Atina Agorası'nda sanatçıların kullandığı bir binanın altında bulunan kavanozun, bir tavuğun parçalarıyla doldurulduğu görüldü. "Büyüyü" yapanların, kavanoza büyük bir demir çivi çaktığı da kaydedildi.
Araştırma makalesini kaleme alan, Yale Üniversitesi'nde klasik çalışmalar alanında akademisyen Jessica Lamont, kavanozun dış yüzeyine yazılan isimlerin artık yer yer silindiğini söyledi.
Lamont, tavuğun en fazla 7 aylıkken öldürüldüğünü ifade etti. Bu muhtemelen, "büyüyü" gerçekleştirenlerin isimleri yazılan kişilere "civcivin güçsüzlüğünü" aktarmak istediği anlamına geliyor.

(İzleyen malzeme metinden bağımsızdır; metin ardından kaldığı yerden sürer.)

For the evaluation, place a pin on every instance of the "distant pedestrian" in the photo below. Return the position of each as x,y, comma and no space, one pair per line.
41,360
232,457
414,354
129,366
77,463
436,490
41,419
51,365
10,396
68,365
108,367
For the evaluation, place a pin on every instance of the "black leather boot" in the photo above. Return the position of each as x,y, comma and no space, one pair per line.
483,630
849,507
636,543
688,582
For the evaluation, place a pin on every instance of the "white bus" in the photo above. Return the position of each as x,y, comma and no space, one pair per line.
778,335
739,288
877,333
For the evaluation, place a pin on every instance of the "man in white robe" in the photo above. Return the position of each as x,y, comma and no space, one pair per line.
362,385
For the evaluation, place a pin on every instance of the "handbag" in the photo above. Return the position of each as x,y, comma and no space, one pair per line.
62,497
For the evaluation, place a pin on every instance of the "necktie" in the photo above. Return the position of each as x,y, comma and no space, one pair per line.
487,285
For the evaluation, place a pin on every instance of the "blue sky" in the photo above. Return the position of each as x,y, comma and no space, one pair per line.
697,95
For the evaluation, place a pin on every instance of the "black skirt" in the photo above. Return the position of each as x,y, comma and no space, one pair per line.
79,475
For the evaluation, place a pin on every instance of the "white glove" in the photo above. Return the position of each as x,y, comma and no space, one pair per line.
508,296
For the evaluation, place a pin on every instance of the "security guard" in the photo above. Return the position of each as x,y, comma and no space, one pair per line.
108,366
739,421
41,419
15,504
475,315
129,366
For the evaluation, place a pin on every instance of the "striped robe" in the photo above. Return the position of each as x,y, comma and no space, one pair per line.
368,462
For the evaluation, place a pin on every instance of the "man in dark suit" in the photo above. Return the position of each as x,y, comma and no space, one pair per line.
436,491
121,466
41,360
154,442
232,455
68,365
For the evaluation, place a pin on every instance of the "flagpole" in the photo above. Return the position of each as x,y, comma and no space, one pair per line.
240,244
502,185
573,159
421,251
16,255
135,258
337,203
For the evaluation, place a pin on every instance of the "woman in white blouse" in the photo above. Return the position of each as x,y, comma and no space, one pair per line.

Ayrıca tavuğun kafasının ve bacaklarının bükülüp delindiği tespit edildi. Uzmanlar bu hamleyle, kurbanların kafasını ve bacaklarını kullanmasının engellenmek istendiğini bildirdi.
Kavanozun, içinde hayvan kalıntıları bulunan yanmış bir odun yığınının yanına yerleştirildiği ortaya çıktı. Lamont'a göre bu kalıntılar, "lanetin" gücünü artırmayı amaçlıyor.
"Bunu hazırlayanlar güçlü bir şekilde lanet etmeyi kesinlikle biliyordu" diyen Lamont, yazılardan yola çıkarak hazırlık aşamasında en az iki kişinin görev aldığını düşünüyor.
Öte yandan neden bu kadar ayrıntılı bir "büyünün" hazırlandığı gizemini koruyor. Bilim insanı, bunun bir davayla ilgili olabileceğini düşündüğünü söyledi: İsimlerin çokluğuna bakarsak, en muhtemel senaryo tarihi yaklaşmakta olan bir duruşma.
Lamont, kavanozun bulunduğu yerin ise davanın bölgedeki esnaf arasında yaşanan bir anlaşmazlıkla ilgili olduğuna işaret ettiğini kaydetti.
Yaklaşık 2300 yıl önce Atina'da yaşanan siyasi çekişmeler de başka bir ihtimal. Zira Büyük İskender'in milattan önce 323'te ölmesinin ardından Makedonya Krallığı çökmüş ve üst düzey yetkililer iktidar için birbiriyle mücadeleye tutuşmuştu. Tarihi kayıtlar, Atina'nın kontrolünü ele geçirmek için birkaç grubun savaştığını gösteriyor.